Oosthuizen likes having options, especially at a Maridoe Golf Club course that his team is unfamiliar with. “You have to look at what the golf course presents, the kind of conditions out there,” he said. “It might be where you have two other guys playing singles because it would fit them more. Definitely it helps a lot that captains don’t have to play each other. If you want to really be strategic, you have free reign to do what you want.”
Cleeks GC Captain Martin Kaymer and RangeGoats GC Captain Bubba Watson have each played more than 40 singles matches in their careers. But they have multiple teammates who’ve produced better results this LIV Golf season.
Adrian Meronk and Richard Bland both finished in the Lock Zone for the eighth-seeded Cleeks, so Kaymer could decide to tab them for singles while he partners with Kalle Samooja. Matthew Wolff, Peter Uihlein and Thomas Pieters all finished with more points than Watson, who finished in the Drop Zone and will be relegated. But Wolff and Uihlein are close friends and could make a formidable partnership for the RangeGoats, seeded ninth.
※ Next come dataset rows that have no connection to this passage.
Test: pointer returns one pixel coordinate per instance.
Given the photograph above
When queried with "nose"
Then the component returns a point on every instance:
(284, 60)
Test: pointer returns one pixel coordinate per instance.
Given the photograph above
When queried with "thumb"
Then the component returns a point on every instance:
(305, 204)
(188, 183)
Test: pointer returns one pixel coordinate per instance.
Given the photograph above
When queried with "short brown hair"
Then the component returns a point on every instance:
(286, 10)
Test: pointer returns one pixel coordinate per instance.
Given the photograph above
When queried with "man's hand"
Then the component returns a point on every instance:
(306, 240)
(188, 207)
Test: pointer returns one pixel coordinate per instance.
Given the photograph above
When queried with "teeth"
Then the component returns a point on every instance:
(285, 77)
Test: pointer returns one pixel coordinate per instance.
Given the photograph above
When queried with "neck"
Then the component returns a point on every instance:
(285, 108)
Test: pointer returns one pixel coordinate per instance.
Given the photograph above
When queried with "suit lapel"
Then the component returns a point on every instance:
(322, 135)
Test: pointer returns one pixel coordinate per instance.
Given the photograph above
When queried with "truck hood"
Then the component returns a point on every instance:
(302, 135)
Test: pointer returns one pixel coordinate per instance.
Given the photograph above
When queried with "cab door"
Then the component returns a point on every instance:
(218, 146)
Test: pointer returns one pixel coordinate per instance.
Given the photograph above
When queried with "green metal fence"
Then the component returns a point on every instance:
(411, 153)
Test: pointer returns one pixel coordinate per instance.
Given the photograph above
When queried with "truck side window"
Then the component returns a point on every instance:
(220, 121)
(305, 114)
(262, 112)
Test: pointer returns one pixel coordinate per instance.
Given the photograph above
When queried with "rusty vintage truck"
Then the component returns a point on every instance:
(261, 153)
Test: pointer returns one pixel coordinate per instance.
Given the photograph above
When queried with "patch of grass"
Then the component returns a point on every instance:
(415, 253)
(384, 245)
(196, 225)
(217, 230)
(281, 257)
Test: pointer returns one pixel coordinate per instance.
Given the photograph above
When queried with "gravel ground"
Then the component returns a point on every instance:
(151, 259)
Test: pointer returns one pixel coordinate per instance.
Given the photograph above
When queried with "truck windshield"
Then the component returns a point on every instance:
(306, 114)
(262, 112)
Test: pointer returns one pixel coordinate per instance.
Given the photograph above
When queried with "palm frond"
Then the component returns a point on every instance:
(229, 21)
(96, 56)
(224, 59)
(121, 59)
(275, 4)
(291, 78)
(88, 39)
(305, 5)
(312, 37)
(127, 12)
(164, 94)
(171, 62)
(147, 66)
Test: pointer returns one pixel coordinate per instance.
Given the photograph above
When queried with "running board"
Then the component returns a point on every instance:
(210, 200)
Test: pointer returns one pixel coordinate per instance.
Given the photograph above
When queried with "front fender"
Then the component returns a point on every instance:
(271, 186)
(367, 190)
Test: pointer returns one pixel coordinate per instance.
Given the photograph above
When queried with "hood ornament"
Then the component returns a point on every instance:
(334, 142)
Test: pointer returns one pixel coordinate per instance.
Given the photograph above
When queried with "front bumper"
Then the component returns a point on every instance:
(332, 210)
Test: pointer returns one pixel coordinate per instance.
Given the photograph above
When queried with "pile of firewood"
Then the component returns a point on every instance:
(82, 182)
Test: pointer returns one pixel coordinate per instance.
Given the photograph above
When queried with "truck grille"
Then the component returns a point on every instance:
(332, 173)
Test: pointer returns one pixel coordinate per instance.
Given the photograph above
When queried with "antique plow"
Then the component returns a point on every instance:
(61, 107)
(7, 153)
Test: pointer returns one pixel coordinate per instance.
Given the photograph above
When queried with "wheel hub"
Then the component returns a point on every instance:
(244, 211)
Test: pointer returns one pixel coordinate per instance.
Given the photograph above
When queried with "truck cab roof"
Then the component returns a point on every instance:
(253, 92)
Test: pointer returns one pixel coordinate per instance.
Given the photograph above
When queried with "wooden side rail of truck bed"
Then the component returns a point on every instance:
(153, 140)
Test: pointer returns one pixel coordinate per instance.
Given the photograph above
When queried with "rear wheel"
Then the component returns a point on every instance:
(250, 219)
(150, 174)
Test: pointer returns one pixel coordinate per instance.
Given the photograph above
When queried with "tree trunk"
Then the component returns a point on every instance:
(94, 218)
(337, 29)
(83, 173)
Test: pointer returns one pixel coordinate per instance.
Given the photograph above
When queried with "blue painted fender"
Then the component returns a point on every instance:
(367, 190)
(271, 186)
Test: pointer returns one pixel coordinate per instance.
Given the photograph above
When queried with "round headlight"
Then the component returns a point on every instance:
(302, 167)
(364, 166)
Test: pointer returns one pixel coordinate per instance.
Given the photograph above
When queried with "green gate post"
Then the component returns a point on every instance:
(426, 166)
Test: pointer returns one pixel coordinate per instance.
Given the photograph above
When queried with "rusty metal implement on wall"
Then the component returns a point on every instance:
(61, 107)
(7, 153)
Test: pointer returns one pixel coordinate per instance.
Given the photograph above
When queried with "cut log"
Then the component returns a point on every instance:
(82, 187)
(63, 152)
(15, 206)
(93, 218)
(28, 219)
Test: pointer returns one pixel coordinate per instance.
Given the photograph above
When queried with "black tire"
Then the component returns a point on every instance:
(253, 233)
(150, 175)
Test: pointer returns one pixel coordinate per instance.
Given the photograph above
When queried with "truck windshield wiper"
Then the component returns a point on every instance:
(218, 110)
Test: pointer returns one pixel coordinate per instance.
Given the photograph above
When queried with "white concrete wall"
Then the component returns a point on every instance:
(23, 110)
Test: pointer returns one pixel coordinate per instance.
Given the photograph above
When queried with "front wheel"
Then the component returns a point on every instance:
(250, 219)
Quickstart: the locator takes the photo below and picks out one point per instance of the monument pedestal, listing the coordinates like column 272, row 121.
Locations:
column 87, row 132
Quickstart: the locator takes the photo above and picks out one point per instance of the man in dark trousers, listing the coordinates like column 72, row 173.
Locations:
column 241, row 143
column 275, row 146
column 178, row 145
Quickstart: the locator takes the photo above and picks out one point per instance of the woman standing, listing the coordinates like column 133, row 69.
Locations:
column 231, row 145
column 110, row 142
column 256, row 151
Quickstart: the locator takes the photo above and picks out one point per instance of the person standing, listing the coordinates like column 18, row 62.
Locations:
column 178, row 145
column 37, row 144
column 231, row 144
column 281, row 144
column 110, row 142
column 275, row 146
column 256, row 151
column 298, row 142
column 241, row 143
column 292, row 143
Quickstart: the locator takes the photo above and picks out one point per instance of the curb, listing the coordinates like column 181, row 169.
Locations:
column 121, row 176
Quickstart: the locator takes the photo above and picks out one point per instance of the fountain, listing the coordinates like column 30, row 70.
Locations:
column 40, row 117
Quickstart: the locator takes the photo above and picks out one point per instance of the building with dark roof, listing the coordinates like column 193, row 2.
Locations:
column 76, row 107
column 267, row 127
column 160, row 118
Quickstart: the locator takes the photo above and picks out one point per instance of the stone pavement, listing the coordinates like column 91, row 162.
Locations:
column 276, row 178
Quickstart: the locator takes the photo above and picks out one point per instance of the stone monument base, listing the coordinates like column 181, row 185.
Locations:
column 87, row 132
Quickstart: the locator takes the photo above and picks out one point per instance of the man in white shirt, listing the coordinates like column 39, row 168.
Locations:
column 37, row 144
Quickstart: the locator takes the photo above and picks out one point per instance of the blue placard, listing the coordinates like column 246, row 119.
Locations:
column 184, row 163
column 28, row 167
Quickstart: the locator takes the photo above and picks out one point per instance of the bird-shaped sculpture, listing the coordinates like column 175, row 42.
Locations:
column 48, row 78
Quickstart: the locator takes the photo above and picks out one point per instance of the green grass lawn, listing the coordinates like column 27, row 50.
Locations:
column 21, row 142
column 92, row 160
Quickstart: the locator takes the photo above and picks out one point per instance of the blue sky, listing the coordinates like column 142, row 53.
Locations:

Likewise, Majesticks GC’s top player this year is their only non-captain, Sam Horsfield. The three co-captains, Henrik Stenson, Lee Westwood and Ian Poulter, finished next to each other in points. Horsfield and Stenson were partners in 2022, while Pouter and Westwood lost in foursomes last year.
With Smash GC as the No. 4 seed, Koepka will have the option of choose his team’s quarterfinal opponent. Koepka and 2023 Individual Champion Talor Gooch will likely be the singles players, but perhaps not in that order. Jason Kokrak and Graeme McDowell could make an excellent partnership; McDowell is 3-1 in foursomes in the first two Team Championships.
“G-Mac has an incredible track record in the team style,” Kokrak said. “I’m down to just go out and have some fun and take down whoever’s in front of us.”
One unexpected visitor in Friday’s quarterfinals is Johnson’s 4Aces GC. Winners of the 2022 Team Championship, the Aces were the No. 1 seed in the first two years but dropped to 10th this season. Not only will they play for the first time in the quarterfinals round, but they won’t get to pick their opponent.
Of course, it’s doubtful any of the seeded teams above them will want to face the Aces. Johnson and Reed are major champions with successful match play track records, while Harold Varner III and Pat Perez are feisty competitors determined to end the season on a high note after nearly being relegated.
“I love our team,” Perez said. “I think we’ve got a chance to beat anybody. I put DJ and Reed against anybody in singles matches. Harold and I, we’re a pretty good alternate-shot team. I like our chances.”